Note: The question is always the same one embedded in the script.

firstly, i noticed your storage paths don’t match. was this intentional or am missing something?

  • CREWAI_STORAGE_DIR: E:\projects\api_teste_python\storage
  • Computed storage path: E:\projects\api_test_python\storage

secondly, try using crew-level knowledge sources instead of agent-level and see if that fixes the issue.

Hi, thanks for replying!
I used os.environ[“CREWAI_STORAGE_DIR”] = str(Path(file).parent / “storage”).

My script:
import os
from pathlib import Path
from crewai import Agent, Task, Crew, Process, LLM
from crewai.knowledge.source.text_file_knowledge_source import TextFileKnowledgeSource
import warnings
warnings.filterwarnings(“ignore”)

os.environ[“CREWAI_STORAGE_DIR”] = str(Path(file).parent / “storage”)
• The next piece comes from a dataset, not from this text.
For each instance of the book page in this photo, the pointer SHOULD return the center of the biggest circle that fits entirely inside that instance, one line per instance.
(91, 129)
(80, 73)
doc_sources = TextFileKnowledgeSource(
file_paths=[“estrutura_db.txt”])

llm = LLM(
model=“gpt-4.1-nano-2025-04-14”,
max_tokens=150,
temperature=0,
)

agent = Agent(
role=“Responda apenas perguntas relacionadas a SQL, utilizando sempre respostas super curtas.”,
goal=“Mostrar as queries de acordo com a pergunta e mostrar os resultados da consulta.”,
backstory=“Você é um assistente que ajuda os usuários a resolver problemas de SQL. Tem acesso a documentação e conhecimento profundo sobre sql.”,
verbose=True,
allow_delegation=False,
memory= True,
llm=llm,

)

task = Task(
description=“Interaja com o usuario: {question}”,
expected_output=“Uma resposta a interação.”,
agent=agent,
)

crew = Crew(
agents=[agent],
tasks=[task],
verbose=True,
knowledge_sources=[doc_sources],
memory=True,
process=Process.sequential,
)

result = crew.kickoff(inputs={“question”: “mostre os campos que tem chave estrangeira na channel”})
print(result)

Even at crew-level knowledge sources, the complete content of the doc is still sent to the model.